Abstract
Background: In primary refractory patients the achievement of a response to salvage therapy is of enormous prognostic impact.
Aims: To evaluate the impact of all-trans retinoic acid (ATRA) and gemtuzumab ozogamicin (GO) given as adjunct to high-dose cytarabine based intensive salvage therapy in primary refractory younger patients on clinical outcome.

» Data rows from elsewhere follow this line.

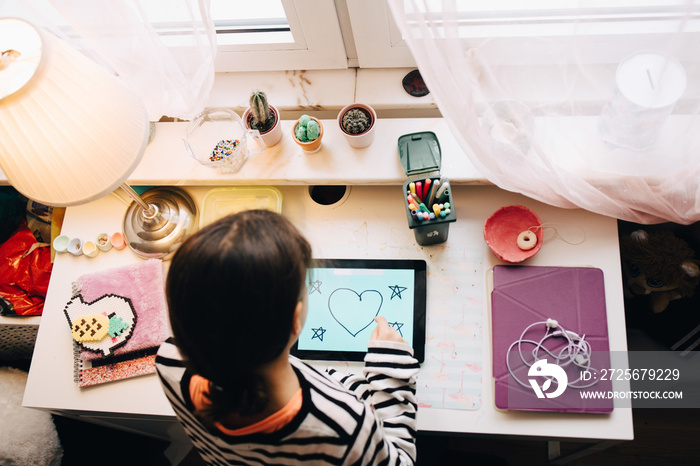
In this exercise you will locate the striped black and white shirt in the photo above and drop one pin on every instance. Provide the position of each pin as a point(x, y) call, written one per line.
point(362, 419)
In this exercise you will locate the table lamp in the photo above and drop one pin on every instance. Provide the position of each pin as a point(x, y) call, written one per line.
point(71, 132)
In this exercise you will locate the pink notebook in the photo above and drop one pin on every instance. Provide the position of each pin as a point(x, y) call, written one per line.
point(575, 298)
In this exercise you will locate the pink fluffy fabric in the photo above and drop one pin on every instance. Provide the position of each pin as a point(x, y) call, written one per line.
point(143, 284)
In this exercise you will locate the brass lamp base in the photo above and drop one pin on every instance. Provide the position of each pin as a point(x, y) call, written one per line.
point(157, 232)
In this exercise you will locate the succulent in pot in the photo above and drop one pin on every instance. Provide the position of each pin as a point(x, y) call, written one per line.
point(357, 122)
point(264, 117)
point(308, 132)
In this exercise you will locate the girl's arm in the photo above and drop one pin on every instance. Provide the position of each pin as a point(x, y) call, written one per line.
point(388, 384)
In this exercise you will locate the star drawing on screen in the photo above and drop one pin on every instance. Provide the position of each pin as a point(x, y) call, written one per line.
point(318, 333)
point(396, 291)
point(315, 286)
point(397, 326)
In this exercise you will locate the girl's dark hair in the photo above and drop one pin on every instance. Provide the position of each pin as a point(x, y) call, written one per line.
point(232, 289)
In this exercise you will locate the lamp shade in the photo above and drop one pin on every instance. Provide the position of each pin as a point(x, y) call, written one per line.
point(70, 132)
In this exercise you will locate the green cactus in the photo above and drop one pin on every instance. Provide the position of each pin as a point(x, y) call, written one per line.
point(356, 121)
point(307, 130)
point(263, 119)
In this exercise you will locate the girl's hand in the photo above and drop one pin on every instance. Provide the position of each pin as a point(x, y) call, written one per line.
point(384, 332)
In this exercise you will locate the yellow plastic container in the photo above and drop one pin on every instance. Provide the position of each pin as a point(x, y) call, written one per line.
point(220, 202)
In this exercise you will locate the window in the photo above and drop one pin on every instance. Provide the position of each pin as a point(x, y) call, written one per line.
point(278, 35)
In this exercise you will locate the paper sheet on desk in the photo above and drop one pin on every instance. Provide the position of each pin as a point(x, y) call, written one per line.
point(450, 377)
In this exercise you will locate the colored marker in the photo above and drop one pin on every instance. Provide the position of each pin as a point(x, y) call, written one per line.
point(443, 187)
point(433, 191)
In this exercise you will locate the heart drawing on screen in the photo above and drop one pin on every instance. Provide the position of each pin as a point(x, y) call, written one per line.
point(355, 311)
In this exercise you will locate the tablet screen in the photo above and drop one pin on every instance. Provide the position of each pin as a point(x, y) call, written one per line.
point(344, 297)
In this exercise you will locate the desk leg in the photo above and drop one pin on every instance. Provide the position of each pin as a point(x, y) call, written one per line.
point(180, 444)
point(555, 457)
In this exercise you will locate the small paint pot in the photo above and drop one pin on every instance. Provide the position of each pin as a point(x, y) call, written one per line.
point(102, 242)
point(75, 246)
point(117, 240)
point(90, 249)
point(60, 243)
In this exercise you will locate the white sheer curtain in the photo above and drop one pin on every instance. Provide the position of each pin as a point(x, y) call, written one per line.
point(537, 102)
point(164, 50)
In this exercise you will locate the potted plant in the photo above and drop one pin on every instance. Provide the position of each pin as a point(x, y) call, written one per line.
point(357, 123)
point(264, 117)
point(307, 132)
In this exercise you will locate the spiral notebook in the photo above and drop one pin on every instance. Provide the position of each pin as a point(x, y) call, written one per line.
point(523, 295)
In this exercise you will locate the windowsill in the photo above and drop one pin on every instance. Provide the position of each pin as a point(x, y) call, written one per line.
point(323, 93)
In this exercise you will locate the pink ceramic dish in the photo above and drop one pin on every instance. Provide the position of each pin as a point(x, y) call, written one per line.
point(501, 232)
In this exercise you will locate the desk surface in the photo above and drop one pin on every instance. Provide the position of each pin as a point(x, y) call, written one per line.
point(370, 222)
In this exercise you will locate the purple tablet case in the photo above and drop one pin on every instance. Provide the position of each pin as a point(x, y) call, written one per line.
point(523, 295)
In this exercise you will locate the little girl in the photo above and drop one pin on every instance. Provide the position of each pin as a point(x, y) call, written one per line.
point(236, 293)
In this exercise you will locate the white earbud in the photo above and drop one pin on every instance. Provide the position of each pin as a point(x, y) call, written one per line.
point(576, 351)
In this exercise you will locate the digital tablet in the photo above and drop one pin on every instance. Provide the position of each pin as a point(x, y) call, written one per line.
point(344, 297)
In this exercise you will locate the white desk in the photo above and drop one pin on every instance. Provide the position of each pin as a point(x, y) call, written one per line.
point(371, 222)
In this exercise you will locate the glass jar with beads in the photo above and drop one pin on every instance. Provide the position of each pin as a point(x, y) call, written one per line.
point(218, 139)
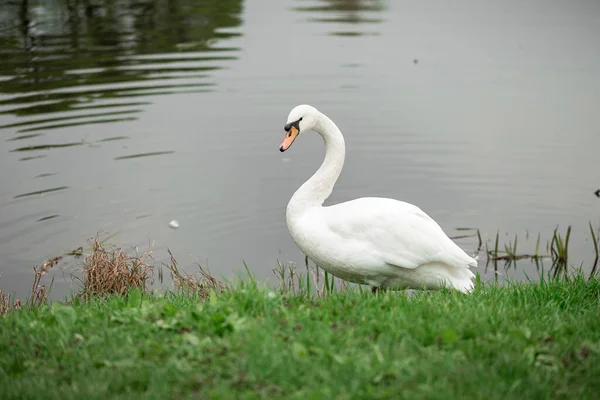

Methods: Between 1993 and 2006 264 consecutive patients (median age: 48 yrs) were evaluated. All patients had primary refractory AML after one cycle of ICE (idarubicine, cytarabine, etoposide). The different salvage therapies were as follows: from 1993–1998: S-HAM for patients <55 years of age [cytarabine 3g/m2 bid. days 1,2,8,9, mitoxantrone 10mg/m2 days 3,4,10,11] and HAM for patients >=55 years of age [cytarabine 3g/m2 bid., days 1–3, mitoxantrone 12mg/m2 days 2,3]; from 1998 to 2004 A-HAM [HAM with ATRA 45mg/m2 days 3–5, 15mg/m2 days 6–28]; from 2004 up to date: GO-A-HAM [A-HAM with gemtuzumab ozogamicin 3g/m2 day 1].
Results: The distribution of the different salvage therapies was HAM n=21, S-HAM n=22, A-HAM n=118, GO-A-HAM n=62, other n=31, or no further therapy n=10. CR-rate according to salvage therapy was GO-A-HAM 49%, A-HAM 34% S-HAM 23%, HAM 14%. Treatment related mortality did not differ between regimens. No CTC-grade 3–5 liver toxicity was seen in patients receiving GO-A-HAM. Logistic regression on the achievement of CR revealed that regimens containing ATRA (odds ratio 2.0, p=0.05) and GO (odds ratio 1.9 p=0.05) were associated with response. 151 of 264 patients have received a stem cell transplantation as consolidation therapy (n=59 MRD, n=79 MUD, n=6 haplo-identical donor, n=7 autologous). The rates of severe veno occlusive disease after transplant was identical (5%) for patients receiving a salvage therapy including GO and those who did not. Survival analysis revealed a significant difference (p= 0.00178) with a median survival of 16.2 months for GO+ATRA, 12.5 months for ATRA versus 7.2 months for the others.
Conclusions: Although retrospective in nature our study suggests that ATRA and GO as adjunct to salvage therapy improves CR rates and survival in primary refractory AML patients.
Disclosures: Reasearch Funding by Wyeth Germany.